Tuesday, July 10, 2007

Lowering The Boom

Bloomberg goes four for four today. Number one (07.10.07):
"Moody's Investors Service lowered the credit ratings on $5.2 billion of bonds [ed. - 214 of 'em, from investment grade to junk] backed by subprime mortgages and Standard & Poor's said it may cut $12 billion of securities after criticism they waited too long to respond to rising home-loan defaults."

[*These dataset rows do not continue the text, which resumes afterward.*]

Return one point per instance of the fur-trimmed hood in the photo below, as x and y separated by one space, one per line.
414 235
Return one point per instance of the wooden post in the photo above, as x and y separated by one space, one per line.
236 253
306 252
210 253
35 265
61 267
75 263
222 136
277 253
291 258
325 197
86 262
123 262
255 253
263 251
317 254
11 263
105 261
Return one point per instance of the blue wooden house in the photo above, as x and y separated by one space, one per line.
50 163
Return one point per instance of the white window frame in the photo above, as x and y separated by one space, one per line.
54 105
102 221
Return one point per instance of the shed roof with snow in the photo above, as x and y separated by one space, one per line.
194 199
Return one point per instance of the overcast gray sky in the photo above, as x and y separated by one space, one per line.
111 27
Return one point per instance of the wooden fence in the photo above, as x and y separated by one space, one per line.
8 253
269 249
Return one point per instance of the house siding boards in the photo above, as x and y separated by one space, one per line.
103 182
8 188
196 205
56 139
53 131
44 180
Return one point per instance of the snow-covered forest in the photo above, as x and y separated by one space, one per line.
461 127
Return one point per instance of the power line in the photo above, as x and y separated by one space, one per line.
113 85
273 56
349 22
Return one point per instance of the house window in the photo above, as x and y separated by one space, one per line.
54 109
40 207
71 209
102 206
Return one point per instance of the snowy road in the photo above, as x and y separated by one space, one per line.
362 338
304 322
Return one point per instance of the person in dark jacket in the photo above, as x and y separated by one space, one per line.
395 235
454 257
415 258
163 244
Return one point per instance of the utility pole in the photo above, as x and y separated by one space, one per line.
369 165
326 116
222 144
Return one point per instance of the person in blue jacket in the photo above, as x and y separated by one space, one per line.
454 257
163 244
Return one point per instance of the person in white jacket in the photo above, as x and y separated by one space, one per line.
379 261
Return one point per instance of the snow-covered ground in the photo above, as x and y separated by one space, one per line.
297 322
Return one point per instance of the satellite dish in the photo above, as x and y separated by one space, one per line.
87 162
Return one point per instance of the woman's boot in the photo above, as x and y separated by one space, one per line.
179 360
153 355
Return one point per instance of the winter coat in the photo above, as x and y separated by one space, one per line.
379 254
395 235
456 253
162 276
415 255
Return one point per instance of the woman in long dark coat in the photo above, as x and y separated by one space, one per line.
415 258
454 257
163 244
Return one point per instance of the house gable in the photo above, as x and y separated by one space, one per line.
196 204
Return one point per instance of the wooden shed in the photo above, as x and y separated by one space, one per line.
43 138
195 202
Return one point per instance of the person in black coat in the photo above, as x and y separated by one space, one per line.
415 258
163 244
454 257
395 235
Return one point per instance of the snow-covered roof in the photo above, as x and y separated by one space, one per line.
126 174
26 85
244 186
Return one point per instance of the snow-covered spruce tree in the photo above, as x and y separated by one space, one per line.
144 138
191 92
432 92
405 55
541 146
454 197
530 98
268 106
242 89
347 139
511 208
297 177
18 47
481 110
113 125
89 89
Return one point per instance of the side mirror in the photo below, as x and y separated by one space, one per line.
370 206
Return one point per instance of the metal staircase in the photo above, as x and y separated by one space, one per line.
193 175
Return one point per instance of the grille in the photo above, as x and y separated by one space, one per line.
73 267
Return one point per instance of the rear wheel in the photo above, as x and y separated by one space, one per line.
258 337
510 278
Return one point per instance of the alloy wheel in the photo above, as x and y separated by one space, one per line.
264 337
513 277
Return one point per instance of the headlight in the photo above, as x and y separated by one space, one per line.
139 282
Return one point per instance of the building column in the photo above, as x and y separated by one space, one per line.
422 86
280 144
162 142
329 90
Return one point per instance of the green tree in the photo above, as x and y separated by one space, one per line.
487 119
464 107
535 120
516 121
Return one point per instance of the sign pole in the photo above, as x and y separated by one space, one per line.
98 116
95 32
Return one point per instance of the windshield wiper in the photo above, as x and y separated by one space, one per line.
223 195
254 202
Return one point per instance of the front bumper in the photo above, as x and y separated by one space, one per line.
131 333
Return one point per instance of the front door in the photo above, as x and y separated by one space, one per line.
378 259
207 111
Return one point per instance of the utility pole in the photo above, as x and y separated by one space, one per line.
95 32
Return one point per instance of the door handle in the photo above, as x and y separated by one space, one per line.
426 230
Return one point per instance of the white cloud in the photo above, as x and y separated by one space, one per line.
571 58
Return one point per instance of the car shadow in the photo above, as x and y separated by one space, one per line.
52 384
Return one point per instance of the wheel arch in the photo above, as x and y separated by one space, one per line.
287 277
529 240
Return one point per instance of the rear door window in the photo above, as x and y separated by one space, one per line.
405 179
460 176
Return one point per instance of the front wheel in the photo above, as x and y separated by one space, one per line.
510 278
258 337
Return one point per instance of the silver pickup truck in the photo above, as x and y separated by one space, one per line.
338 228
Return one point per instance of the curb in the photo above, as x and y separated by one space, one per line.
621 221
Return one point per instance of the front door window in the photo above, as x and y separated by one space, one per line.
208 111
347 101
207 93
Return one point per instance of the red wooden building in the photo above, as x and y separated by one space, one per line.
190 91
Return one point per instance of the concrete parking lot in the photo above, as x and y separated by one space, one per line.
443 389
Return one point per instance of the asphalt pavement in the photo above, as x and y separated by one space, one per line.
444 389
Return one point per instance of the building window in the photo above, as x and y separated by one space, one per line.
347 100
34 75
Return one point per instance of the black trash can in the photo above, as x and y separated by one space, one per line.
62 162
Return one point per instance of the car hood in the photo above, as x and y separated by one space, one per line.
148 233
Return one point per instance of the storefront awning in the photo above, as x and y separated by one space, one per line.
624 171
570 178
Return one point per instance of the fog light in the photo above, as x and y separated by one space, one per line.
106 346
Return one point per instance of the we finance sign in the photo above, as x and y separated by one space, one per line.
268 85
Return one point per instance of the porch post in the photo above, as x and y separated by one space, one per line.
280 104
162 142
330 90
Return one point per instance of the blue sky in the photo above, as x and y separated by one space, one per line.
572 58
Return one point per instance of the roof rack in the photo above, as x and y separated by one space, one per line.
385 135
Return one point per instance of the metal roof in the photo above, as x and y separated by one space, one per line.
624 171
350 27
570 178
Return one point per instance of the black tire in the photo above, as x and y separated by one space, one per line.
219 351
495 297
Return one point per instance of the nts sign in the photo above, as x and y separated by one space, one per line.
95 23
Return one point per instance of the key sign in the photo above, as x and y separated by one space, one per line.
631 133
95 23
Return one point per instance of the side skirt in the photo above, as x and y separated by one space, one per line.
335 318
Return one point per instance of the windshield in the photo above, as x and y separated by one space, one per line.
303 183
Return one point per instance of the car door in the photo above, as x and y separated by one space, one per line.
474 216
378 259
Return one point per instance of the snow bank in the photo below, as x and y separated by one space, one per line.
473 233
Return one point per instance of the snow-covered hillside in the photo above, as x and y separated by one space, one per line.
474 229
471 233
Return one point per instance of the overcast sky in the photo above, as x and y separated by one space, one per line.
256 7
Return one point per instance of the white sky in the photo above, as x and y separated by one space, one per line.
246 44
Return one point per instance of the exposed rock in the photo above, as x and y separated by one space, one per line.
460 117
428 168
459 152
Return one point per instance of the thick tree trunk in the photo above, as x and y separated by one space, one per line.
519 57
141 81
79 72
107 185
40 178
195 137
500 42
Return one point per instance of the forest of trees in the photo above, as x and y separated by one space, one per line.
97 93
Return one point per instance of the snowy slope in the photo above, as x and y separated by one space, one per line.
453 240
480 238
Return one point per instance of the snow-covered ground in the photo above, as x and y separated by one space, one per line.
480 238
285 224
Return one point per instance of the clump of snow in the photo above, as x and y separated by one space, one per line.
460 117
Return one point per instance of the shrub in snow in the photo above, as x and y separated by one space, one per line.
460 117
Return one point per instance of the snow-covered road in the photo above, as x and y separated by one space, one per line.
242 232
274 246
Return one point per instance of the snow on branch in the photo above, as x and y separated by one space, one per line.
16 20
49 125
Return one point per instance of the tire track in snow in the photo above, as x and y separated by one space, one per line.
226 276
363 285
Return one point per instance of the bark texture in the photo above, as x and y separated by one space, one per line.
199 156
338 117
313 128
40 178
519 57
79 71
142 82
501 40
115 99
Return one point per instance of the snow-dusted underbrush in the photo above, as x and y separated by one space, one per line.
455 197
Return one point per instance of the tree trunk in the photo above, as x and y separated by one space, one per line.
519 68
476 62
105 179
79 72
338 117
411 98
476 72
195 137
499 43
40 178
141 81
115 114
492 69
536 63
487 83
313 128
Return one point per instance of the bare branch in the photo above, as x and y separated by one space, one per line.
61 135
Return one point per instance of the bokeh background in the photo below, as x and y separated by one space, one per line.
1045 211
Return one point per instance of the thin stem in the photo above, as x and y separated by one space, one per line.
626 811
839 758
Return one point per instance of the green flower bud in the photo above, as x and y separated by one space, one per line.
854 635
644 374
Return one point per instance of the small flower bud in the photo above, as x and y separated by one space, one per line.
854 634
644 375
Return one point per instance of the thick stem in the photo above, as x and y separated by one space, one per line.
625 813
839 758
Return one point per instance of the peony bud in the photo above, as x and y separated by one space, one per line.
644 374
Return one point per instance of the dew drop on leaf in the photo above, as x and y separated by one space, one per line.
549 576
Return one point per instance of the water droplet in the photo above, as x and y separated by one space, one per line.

Moody's Lowers Ratings on Subprime Bonds, S&P May Cut

"Ratings changes 'are going to force a lot more people to come to Jesus,' said Christopher Whalen, an analyst at Institutional Risk Analytics in Hawthorne, California. 'When a ratings agency puts a whole class on watch, it will force all the credit officers to get off their butts and reevaluate everything. This could be one of the triggers we've been waiting for.'"

"The actions would be the biggest ever in the subprime market, the companies said. Insurers and pension funds may be among investors required to sell their bonds if they are downgraded, potentially driving down prices of $800 billion in subprime mortgages and $1 trillion of collateralized debt obligations, which package mortgage bonds into new securities."

And that ain't all. "S&P said it is also reviewing the 'global universe' of CDOs that contain subprime mortgages. Investors in CDOs alone stand to lose as much as $250 billion, according to Institutional Risk Analytics, which writes computer programs for auditors."

Number two (07.10.07):

"Sears Holdings Corp., the biggest U.S. department-store company, said second-quarter profit may decline by as much as 46 percent after sales fell, sending the stock to its biggest drop in more than four years."

Sears, Home Depot Say Profit Will Fall as U.S. Housing Slump Reduces Sales

Number three (07.10.07):
"D.R. Horton Inc., the second-largest U.S. homebuilder, will report a third-quarter loss after orders plunged 40 percent, and said it sees no sign of a housing rebound."

D.R. Horton to Report Net Loss After Orders Plunge

And number four (07.10.07):

"Homebuilder Ryland Group Inc. said it will report a second-quarter loss after sales plunged because of 'continued deterioration' in the housing market."